Among investors planning to increase hotel acquisitions this year, nearly 40 percent cited lower prices and better total return prospects as primary reasons, CBRE said. More than one-third cited more distressed-asset opportunities and decreasing debt costs as reasons to boost acquisitions. Of those investors planning to reduce their hotel allocations this year, 64 percent cited strengthening their balance sheets and difficulties in securing and servicing debt as the primary reasons.

The survey revealed that heightened borrowing and labor expenses pose the primary challenges for hotel investors this year, closely trailed by elevated insurance costs and all anticipated to diminish margins. Least concerning to investors were competitive pressures from alternative sectors such as cruise lines, short-term rentals and glamping.

Investor split on global brands

CBRE noted a division among investors regarding globally branded hotels, with more than half planning to sell such assets and over one-third intending to acquire them. Similarly, more investors are looking to sell independent hotels compared to those interested in acquiring them.

The survey revealed a higher percentage of investors planning to sell and buy branded hotels this year compared to independent hotels. This trend is expected, considering branded properties make up more than 70 percent of the total room supply.

According to CBRE, independent hotels, comprising 30 percent of room supply, demonstrated a more bearish divestiture-to-investment ratio of 186 percent, whereas globally branded hotels showed a slightly lower ratio at 165 percent.

The survey also found that despite limited supply, soft brands (affiliated with a global brand but retaining an independent name) and hotels eligible for conversion to other brands upon sale had a higher percentage of investors favoring acquisitions over dispositions. Soft-branded hotels were targeted for acquisition at a rate more than two-thirds higher than for dispositions.

Top picks

More than 40 percent of investors find resorts most attractive, followed by CBD locations at 26 percent, CBRE said.
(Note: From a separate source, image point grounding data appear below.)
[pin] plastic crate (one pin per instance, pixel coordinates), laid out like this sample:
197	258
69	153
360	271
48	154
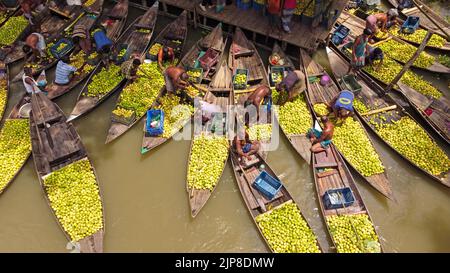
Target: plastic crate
197	79
153	115
340	34
411	24
276	69
338	198
350	83
267	185
244	85
66	49
244	4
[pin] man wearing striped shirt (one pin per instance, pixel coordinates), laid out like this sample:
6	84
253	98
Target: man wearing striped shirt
64	71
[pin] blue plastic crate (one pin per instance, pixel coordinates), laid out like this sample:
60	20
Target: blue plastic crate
151	116
58	54
267	185
411	24
338	198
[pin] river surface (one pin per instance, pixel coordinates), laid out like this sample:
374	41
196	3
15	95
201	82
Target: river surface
146	203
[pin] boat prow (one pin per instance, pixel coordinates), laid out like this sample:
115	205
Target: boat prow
92	243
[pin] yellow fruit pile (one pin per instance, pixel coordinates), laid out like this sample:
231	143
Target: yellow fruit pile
74	196
104	81
122	112
15	146
261	132
208	158
404	51
353	233
11	30
286	231
352	141
141	94
294	117
408	138
176	114
155	49
418	36
321	109
3	96
360	107
387	72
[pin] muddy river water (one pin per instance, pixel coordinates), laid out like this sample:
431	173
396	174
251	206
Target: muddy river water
146	202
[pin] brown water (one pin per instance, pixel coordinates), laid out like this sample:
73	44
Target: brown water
147	208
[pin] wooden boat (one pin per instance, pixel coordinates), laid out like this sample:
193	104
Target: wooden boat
116	23
425	22
316	93
357	26
439	118
54	90
245	172
52	28
338	176
9	12
244	55
56	144
220	94
363	15
372	98
300	143
213	40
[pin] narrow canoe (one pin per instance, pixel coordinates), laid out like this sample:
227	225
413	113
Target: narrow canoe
371	96
424	21
86	103
330	172
357	26
215	40
55	145
439	118
221	96
244	55
316	93
245	172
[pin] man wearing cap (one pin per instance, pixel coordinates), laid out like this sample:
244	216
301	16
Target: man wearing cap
342	104
294	84
82	39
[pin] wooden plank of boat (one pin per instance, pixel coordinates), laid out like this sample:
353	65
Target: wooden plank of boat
424	21
316	93
244	55
56	144
358	26
221	96
437	122
340	177
53	29
86	103
370	95
300	143
212	39
255	202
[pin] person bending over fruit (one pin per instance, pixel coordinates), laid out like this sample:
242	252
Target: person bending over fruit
243	146
342	104
294	84
176	79
320	140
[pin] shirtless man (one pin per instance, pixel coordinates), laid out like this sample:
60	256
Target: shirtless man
176	78
320	141
258	96
243	146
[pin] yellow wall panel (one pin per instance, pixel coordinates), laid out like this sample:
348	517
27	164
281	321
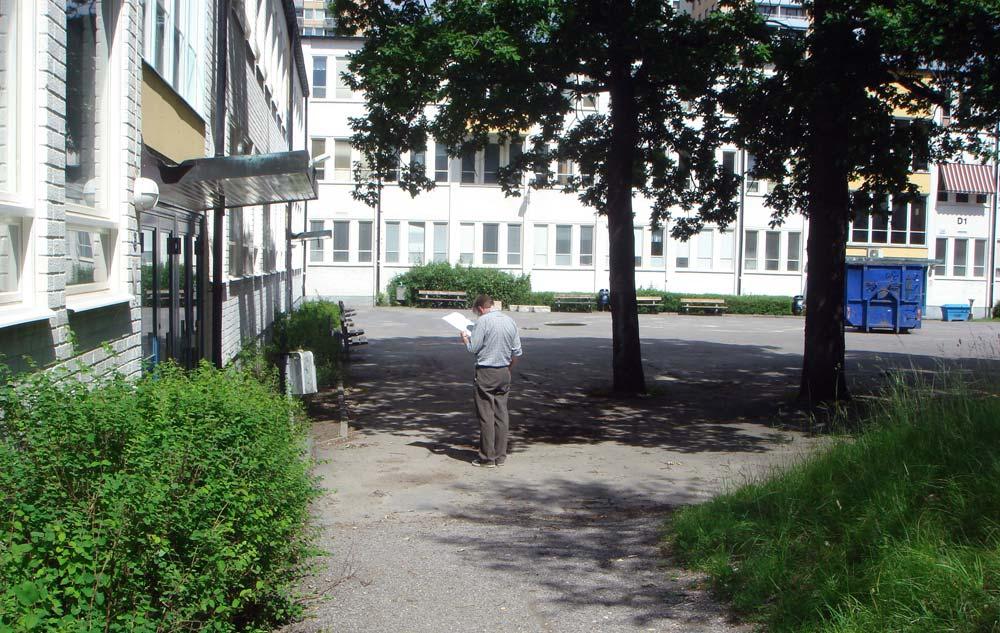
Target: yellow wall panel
169	125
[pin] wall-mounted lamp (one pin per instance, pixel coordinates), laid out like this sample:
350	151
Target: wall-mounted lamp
145	194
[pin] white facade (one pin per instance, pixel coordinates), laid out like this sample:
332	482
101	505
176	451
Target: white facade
564	245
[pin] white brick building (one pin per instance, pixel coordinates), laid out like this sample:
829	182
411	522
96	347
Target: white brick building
95	93
564	246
Investors anticipate urban locations benefiting from recovering international travel and robust meetings and events. Resorts are expected to see steady leisure demand and modest ADR increases, supporting 1.6 percent RevPAR growth.
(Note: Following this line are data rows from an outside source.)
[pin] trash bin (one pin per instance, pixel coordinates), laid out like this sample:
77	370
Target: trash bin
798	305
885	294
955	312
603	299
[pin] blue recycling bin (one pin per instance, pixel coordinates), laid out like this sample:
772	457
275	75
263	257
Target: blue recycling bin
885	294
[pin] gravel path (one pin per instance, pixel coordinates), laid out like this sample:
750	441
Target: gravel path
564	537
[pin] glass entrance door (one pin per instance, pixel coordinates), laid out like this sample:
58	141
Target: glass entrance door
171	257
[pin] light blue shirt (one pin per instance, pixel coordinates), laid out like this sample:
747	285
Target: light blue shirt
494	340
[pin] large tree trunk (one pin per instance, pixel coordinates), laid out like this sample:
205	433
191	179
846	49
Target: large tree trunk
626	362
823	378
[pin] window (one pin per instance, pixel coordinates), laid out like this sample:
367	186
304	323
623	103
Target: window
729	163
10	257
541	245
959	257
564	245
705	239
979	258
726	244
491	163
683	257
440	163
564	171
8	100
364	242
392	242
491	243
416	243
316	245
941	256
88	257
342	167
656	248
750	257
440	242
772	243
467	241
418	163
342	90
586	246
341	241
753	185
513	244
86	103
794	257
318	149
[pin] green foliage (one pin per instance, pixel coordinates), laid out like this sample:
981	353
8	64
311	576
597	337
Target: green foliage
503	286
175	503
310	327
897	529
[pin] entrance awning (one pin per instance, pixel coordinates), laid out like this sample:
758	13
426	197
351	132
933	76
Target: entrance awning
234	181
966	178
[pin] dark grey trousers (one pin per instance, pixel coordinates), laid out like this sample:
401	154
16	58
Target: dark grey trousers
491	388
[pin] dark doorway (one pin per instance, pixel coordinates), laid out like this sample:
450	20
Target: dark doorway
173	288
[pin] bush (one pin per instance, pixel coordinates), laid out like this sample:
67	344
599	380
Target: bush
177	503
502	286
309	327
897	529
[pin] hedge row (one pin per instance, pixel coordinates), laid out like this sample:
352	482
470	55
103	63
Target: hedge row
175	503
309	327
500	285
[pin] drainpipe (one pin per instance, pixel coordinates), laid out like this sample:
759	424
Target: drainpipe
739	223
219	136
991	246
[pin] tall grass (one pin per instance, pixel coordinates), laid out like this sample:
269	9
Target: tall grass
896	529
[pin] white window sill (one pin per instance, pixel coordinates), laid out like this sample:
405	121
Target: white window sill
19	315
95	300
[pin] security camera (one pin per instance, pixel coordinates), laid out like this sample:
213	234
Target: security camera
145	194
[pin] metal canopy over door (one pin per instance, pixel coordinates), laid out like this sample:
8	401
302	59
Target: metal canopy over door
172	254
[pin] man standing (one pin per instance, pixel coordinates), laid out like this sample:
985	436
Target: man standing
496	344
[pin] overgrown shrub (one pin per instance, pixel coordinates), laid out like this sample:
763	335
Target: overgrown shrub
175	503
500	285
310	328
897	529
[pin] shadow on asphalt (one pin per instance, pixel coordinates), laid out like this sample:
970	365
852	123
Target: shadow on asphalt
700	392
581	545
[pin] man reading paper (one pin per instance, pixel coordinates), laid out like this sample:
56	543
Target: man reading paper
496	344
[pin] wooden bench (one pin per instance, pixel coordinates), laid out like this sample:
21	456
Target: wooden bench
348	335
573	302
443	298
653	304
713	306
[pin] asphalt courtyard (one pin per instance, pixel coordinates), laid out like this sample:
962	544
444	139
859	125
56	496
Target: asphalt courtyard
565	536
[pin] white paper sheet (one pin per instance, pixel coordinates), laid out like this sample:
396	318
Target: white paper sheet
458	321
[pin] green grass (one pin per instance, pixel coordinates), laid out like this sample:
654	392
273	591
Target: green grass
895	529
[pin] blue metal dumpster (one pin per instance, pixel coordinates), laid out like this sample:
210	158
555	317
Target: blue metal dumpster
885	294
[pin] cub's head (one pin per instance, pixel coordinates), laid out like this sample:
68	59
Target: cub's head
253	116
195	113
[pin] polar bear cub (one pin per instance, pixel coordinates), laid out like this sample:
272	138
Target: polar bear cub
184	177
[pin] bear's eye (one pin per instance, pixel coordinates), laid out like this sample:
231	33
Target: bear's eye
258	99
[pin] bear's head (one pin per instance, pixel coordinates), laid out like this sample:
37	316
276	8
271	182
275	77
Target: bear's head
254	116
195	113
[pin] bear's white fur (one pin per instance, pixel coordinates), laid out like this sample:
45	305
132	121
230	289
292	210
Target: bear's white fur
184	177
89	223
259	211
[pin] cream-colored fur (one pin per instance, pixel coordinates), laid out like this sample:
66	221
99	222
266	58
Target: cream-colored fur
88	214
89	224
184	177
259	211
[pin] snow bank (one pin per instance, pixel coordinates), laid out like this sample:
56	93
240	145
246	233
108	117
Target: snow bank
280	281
According to the survey, 42 percent of investors favor upper-upscale assets, with upscale/upper-midscale close behind at 40 percent. Luxury assets are favored by 31 percent, while midscale/economy properties are less favored, possibly due to RevPAR declines last year.
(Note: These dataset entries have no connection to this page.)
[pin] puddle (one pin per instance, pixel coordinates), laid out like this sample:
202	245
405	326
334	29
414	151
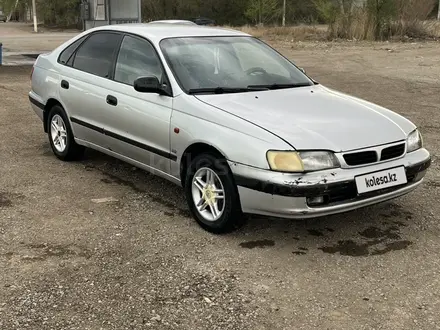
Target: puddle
374	232
315	232
393	246
260	244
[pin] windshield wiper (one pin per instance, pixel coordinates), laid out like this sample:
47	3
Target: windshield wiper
279	86
225	90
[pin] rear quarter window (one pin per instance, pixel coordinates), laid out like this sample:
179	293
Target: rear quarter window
67	53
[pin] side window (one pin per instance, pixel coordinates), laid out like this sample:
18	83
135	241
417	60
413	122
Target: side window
96	54
136	58
69	50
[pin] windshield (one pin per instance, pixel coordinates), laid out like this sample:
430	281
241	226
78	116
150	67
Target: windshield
229	64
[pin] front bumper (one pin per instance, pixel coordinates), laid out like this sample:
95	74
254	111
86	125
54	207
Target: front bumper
285	195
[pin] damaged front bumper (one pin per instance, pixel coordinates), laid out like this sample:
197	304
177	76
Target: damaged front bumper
288	195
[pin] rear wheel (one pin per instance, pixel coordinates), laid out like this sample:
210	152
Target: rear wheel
61	137
212	195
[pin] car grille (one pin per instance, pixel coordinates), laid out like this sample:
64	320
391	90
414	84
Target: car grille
392	152
360	158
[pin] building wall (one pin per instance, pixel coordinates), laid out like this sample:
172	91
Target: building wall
128	9
116	12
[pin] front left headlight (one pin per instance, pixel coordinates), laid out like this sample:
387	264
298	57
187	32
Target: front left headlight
414	141
302	161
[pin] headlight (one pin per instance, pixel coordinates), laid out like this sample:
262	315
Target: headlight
414	141
303	161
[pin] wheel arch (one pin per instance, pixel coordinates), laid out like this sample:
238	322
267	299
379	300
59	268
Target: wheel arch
49	105
192	151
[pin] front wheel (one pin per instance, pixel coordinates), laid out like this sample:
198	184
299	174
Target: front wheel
212	195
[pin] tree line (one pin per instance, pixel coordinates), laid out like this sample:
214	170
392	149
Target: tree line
341	15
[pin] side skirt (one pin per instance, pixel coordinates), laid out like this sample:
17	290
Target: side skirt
133	162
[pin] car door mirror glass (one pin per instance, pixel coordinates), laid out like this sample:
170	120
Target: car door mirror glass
148	84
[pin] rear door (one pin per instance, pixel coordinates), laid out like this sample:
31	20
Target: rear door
85	79
138	124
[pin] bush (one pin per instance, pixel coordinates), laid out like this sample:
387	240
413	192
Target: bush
375	19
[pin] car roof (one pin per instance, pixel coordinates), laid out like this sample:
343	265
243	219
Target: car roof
158	31
173	21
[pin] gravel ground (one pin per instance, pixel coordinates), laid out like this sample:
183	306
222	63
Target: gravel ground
142	263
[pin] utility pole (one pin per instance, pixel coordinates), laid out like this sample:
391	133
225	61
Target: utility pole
438	15
34	12
284	13
260	11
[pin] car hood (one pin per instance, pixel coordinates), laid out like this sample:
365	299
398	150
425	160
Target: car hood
316	117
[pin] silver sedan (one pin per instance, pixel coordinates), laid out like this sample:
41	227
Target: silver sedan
241	128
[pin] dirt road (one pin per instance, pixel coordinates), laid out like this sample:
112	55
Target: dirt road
142	262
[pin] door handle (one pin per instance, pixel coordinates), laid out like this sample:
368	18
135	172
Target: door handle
112	100
64	84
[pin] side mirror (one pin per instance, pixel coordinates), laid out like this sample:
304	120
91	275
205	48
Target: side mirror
149	84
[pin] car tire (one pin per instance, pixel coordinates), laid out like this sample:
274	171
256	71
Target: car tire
227	215
61	137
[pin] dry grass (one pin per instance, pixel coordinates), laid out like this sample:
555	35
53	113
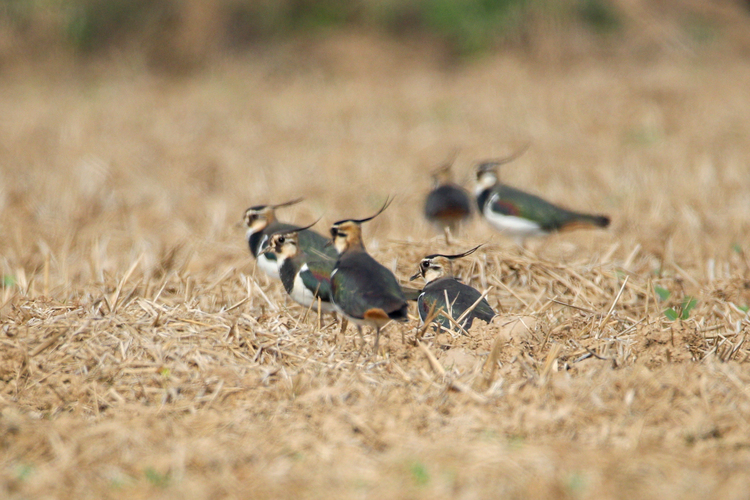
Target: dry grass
142	356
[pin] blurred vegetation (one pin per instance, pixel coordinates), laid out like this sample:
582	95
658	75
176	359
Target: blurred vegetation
192	27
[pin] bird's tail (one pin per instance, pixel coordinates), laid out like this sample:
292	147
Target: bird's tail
582	221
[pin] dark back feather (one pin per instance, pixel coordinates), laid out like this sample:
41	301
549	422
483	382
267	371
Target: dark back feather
361	283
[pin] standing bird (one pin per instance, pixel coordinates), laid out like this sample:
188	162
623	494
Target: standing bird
448	204
261	222
364	291
522	214
443	291
305	278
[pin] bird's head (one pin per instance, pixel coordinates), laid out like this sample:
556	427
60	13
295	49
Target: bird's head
285	242
486	170
438	265
347	234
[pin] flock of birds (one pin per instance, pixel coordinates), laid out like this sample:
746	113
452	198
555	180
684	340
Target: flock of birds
338	275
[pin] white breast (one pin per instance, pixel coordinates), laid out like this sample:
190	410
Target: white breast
270	267
511	224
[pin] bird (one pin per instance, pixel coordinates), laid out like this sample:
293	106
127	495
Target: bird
521	214
306	279
447	205
261	222
364	291
443	291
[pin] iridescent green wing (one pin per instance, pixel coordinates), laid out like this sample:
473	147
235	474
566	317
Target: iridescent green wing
360	283
511	201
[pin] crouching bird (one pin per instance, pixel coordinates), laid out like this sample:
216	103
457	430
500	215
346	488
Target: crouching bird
306	278
521	214
448	204
363	290
261	223
442	291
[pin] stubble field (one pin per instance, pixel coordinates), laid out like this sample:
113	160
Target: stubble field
142	355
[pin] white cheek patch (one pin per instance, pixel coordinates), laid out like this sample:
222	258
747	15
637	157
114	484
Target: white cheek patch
270	267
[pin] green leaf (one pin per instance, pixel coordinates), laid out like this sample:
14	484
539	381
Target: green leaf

Despite strong interest in extended-stay hotels during the pandemic and recent expansions by major hotel brands, these assets are the top choice for only 21 percent of investors.

The survey revealed that 40 percent of investors prioritize acquiring and developing limited-service hotels due to rising concerns over labor costs and narrower margins. Full-service hotels were favored by 32 percent of respondents.

NYC, DC lead market sentiment

New York City and Washington, D.C. are forecasted to show the strongest hotel market fundamentals this year, with Austin, Charleston and Miami following closely behind, according to the survey.

New York City stands out as the top market for hotel investment due to limited supply and strict short-term rental regulations. San Francisco, despite ongoing challenges, remains a promising investment option for 2024. Additionally, leisure destinations such as Miami and Charleston are also attractive to investors.

CBRE recently reported that U.S. hotels are poised for stronger RevPAR growth in the latter half of 2024 following a slow first quarter. The forecasted RevPAR growth for the year is 2 percent, a slight decrease from the earlier estimated 3 percent in February. However, a 3 percent growth is anticipated for the remainder of the year, driven by international tourists, holiday travel, and constrained supply growth.